Climate-based tomato planting guide for Green Bay, Wisconsin
When to Plant Tomatoes in Green Bay: Timing and Maturity Guide
Tomatoes are usually an easy fit in Green Bay. The season is generally supportive enough that gardeners can focus more on timing and crop quality than on whether the crop can mature.
Typical Planting Window
Use the planting dates below for tomatoes in Green Bay.
Gardeners usually start indoors around March 19 and plant outdoors from about May 9. Most varieties need about 75–85 days to reach maturity once they are in the garden.
Tomatoes usually perform well in Green Bay. The season is comfortable enough that gardeners can think beyond minimum earliness and manage for a better finish.
The local season usually gives this crop enough time to finish, but warmer sites still improve ripening speed and overall finish quality.
Best local strategy: Plant on time and use the seasonal cushion to choose for flavor, finish, and ripening pattern rather than just earliness.
Can Tomatoes Mature in Green Bay?
Growing degree days measure how much useful warmth the season provides. For tomatoes, that warmth is what drives steady growth, fruit sizing, and ripening, so low GDD seasons often leave later varieties green or unfinished before frost.
From the usual planting window, Green Bay typically provides about 2254 growing degree days for tomatoes. With a typical crop target of 1200, that leaves a heat margin of +1054. That large heat margin means season length is usually not the limiting issue here. The season usually gives gardeners room to focus on finish quality, harvest goals, and overall crop performance.
GDD Checkpoints for Green Bay
If planting later than usual, this table shows how much growing degree day heat is still available from each point in the season. For tomatoes, it is most useful for judging how much freedom you still have to plant for quality, finish, and harvest goals as the season moves along.
| Checkpoint | Remaining GDD | Heat margin | Fit vs typical target |
|---|---|---|---|
| Apr 15 | 2267 | +1067 | Comfortable |
| May 15 | 2220 | +1020 | Comfortable |
| Jun 1 | 2064 | +864 | Comfortable |
| Jun 15 | 1863 | +663 | Comfortable |
| Jul 1 | 1571 | +371 | Comfortable |
Best Tomato Varieties for Green Bay
Most tomato varieties can succeed in Green Bay in a typical year. That gives gardeners room to choose for the kind of harvest they want, not just for minimum maturity speed.
Varieties that often fit well here include:
- Stupice — very early and dependable, with good performance in shorter or cooler seasons
- Glacier — one of the faster ripening slicers, often chosen where summer heat is limited
- Early Girl — popular for combining relatively quick maturity with solid production
- Fourth of July — often treated like an early-to-mid bridge variety with faster ripening than larger slicers
- Celebrity — a reliable midseason hybrid that balances yield, disease resistance, and manageable maturity
- Juliet — a productive saladette type that can perform well when the season is reasonably supportive
| Variety class | Typical days to maturity | Typical GDD need | Local fit |
|---|---|---|---|
| Very early | 55–70 | 850 | Good fit |
| Early | 65–75 | 1000 | Good fit |
| Mid-season | 75–85 | 1200 | Good fit |
| Late | 85–100 | 1400 | Good fit |
Main risk: The usual setbacks here come from management choices rather than from the season itself.
How Frost Affects Tomatoes in Green Bay
Green Bay usually has about 162 frost-free days, with a typical last spring frost around April 30 and a typical first fall frost around October 9.
Tomatoes are generally frost-tender and temperatures below about 32°F ( 0 °C) can slow growth or damage plants.
Tomatoes are much more exposed to frost risk, so the frost dates matter as real planting boundaries rather than rough planning markers.

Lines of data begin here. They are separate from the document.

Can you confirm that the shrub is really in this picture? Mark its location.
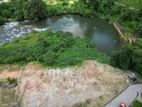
[0,31,109,66]
[111,39,142,74]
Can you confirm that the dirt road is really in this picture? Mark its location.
[105,84,142,107]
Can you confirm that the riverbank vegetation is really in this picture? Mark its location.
[111,39,142,74]
[0,0,142,37]
[0,0,142,73]
[0,31,109,67]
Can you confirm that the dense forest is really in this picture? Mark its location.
[0,0,142,73]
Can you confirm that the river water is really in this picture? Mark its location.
[0,15,122,107]
[0,15,122,55]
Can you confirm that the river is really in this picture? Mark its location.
[0,15,123,55]
[0,15,123,107]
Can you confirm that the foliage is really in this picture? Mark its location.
[0,31,109,66]
[133,101,142,107]
[111,39,142,74]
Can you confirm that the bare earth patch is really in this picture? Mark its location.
[13,61,128,107]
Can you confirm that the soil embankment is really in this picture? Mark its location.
[0,61,129,107]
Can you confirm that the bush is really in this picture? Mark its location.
[111,39,142,74]
[0,31,109,66]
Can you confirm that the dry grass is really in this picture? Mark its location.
[13,61,128,107]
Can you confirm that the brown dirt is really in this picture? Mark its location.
[11,61,128,107]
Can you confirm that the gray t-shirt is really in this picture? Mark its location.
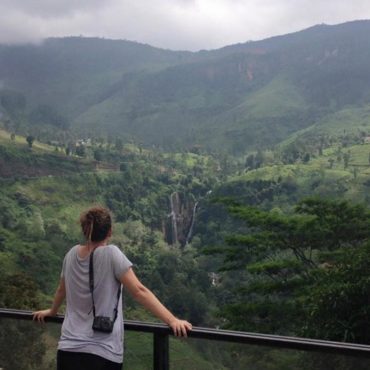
[58,245,132,363]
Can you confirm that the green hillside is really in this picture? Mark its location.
[0,21,370,155]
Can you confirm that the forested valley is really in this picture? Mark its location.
[0,22,370,370]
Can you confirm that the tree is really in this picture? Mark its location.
[304,242,370,344]
[76,145,86,157]
[207,199,370,334]
[26,135,35,149]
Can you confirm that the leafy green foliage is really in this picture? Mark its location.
[210,199,370,340]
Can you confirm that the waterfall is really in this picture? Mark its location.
[185,201,199,245]
[169,192,178,244]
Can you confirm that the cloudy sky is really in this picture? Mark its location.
[0,0,370,50]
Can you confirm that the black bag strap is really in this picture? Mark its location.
[89,249,121,322]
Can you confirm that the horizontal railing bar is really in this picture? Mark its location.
[0,308,370,357]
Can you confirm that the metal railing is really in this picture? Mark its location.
[0,308,370,370]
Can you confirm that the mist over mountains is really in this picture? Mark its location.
[0,21,370,154]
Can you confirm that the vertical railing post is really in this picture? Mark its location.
[153,332,170,370]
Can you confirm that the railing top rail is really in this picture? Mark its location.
[0,308,370,357]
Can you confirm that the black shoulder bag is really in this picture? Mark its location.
[89,251,121,333]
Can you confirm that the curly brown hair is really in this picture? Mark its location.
[80,206,112,242]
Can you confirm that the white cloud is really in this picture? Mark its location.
[0,0,370,50]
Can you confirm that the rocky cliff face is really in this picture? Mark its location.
[164,192,197,247]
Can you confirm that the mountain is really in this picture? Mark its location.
[0,20,370,154]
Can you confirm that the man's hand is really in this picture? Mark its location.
[168,318,193,337]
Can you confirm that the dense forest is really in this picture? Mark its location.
[0,21,370,370]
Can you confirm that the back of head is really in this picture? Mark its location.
[80,206,112,242]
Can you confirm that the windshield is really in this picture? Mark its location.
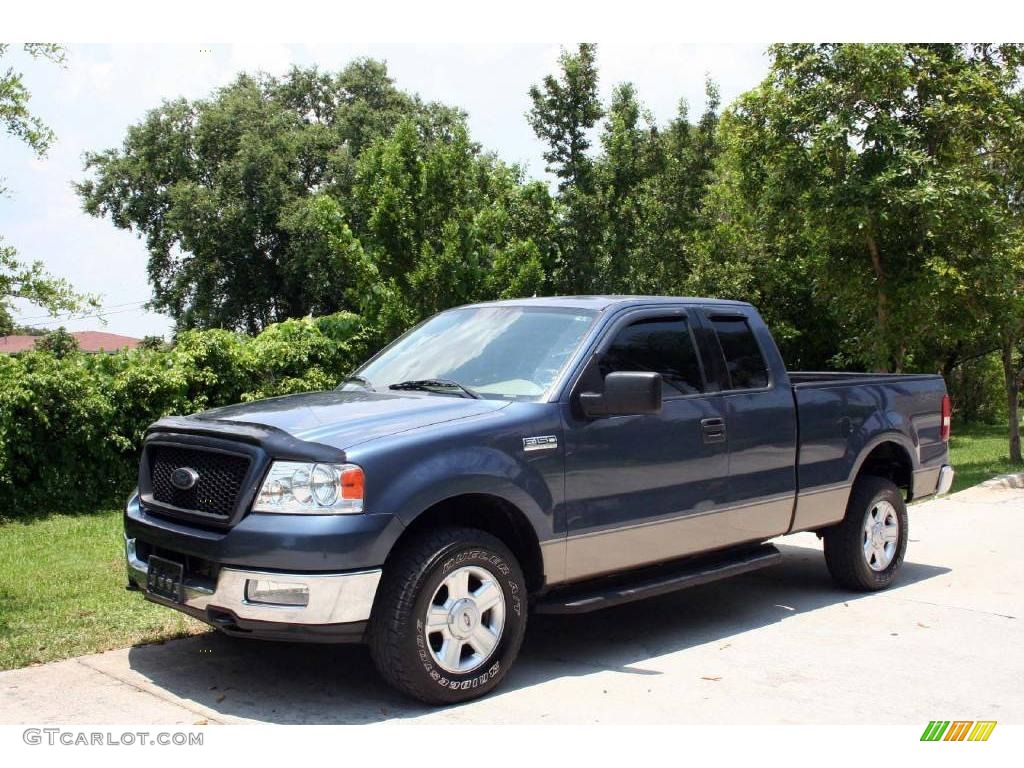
[342,306,596,400]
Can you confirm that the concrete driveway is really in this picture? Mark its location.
[0,476,1024,725]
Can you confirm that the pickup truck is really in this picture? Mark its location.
[124,296,953,703]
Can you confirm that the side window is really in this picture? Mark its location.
[711,316,768,389]
[599,317,703,395]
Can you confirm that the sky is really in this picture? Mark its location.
[0,43,768,337]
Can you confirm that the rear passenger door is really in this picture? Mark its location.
[705,307,797,540]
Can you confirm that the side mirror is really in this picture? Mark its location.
[580,371,662,417]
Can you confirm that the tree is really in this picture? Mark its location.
[526,43,604,293]
[0,43,97,335]
[728,44,1018,371]
[35,326,78,357]
[77,60,432,333]
[351,119,550,331]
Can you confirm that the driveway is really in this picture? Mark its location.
[0,476,1024,725]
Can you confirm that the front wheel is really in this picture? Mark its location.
[369,527,526,703]
[823,475,908,592]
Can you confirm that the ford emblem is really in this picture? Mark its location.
[171,467,199,490]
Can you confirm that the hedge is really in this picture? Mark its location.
[0,312,366,518]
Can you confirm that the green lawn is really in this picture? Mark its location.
[949,422,1024,493]
[0,424,1024,670]
[0,511,205,670]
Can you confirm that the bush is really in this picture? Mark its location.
[946,352,1007,424]
[0,312,366,517]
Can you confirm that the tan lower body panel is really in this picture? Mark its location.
[561,496,793,583]
[790,482,851,534]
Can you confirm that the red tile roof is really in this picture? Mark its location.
[0,331,139,354]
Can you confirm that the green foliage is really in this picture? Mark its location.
[721,44,1024,370]
[0,312,366,517]
[0,43,97,335]
[78,60,546,334]
[0,43,65,163]
[946,352,1007,424]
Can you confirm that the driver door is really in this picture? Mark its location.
[564,307,728,581]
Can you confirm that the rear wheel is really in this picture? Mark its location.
[369,527,526,703]
[823,475,908,592]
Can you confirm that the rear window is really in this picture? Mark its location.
[711,317,768,389]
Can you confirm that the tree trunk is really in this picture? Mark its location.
[864,231,890,373]
[1002,334,1024,464]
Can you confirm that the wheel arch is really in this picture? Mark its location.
[850,433,916,499]
[385,492,545,593]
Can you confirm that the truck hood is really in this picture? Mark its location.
[193,390,508,450]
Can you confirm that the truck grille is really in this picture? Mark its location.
[147,444,249,519]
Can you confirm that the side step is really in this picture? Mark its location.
[534,544,782,613]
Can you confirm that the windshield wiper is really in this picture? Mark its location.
[338,376,374,390]
[388,379,481,400]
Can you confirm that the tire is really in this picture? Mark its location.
[368,527,527,705]
[823,475,909,592]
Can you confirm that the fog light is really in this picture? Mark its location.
[246,579,309,605]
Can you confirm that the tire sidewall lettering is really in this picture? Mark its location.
[416,547,523,691]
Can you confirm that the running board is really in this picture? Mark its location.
[534,544,782,613]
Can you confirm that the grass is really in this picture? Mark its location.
[0,424,1024,670]
[949,423,1024,493]
[0,510,205,670]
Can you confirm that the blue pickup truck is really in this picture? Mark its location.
[124,296,953,703]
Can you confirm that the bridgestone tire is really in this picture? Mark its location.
[822,475,909,592]
[368,527,527,705]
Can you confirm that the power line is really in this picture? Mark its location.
[17,299,150,324]
[19,307,157,326]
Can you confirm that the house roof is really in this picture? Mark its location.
[0,331,139,354]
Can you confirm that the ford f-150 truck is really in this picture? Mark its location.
[124,296,953,702]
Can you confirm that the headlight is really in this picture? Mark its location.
[253,462,364,515]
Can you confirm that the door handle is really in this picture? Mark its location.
[700,417,725,444]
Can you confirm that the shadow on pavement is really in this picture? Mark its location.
[123,545,949,724]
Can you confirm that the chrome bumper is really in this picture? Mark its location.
[125,537,381,626]
[935,464,954,494]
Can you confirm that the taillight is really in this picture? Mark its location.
[939,394,953,442]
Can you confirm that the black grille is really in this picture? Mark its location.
[147,444,249,518]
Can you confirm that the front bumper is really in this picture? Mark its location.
[125,536,381,641]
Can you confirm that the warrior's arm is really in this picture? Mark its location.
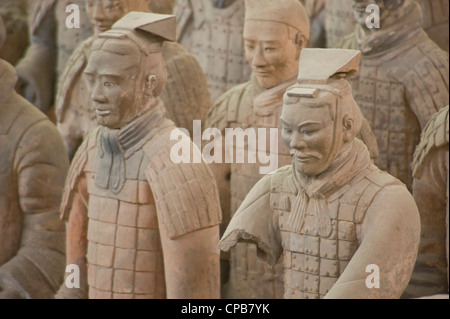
[160,223,220,299]
[55,141,89,299]
[325,185,420,299]
[0,120,69,298]
[16,0,57,113]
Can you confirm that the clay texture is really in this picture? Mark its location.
[57,12,221,299]
[220,49,420,299]
[341,0,449,189]
[0,0,28,65]
[56,0,210,158]
[0,33,69,299]
[205,0,309,298]
[16,0,57,114]
[405,106,449,298]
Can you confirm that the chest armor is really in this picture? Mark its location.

The most common problems here are not climatic ones. Gardeners usually lose ground through timing, uneven growth, or letting the crop move past its best stage.
In Green Bay, tomatoes usually have a solid seasonal margin when planted around May 7. Nearby water can soften some temperature swings, but local exposure still changes how quickly soil warms and how early frost settles in. The warmest garden spots are usually sunny protected urban lots, south-facing beds, and sites with reflected heat. Cooler spots like open windy properties, low cold-air pockets, and heavily shaded yards tend to warm up later and usually provide less heat. For tomatoes, the main effect is usually earlier ripening and more comfortable timing rather than a simple yes-or-no outcome.
Related crops
Related crops worth comparing for the same city:
For a broader local overview, see the Green Bay planting guide. You can also use the Growing Degree Day Planner to test planting dates and crop timing.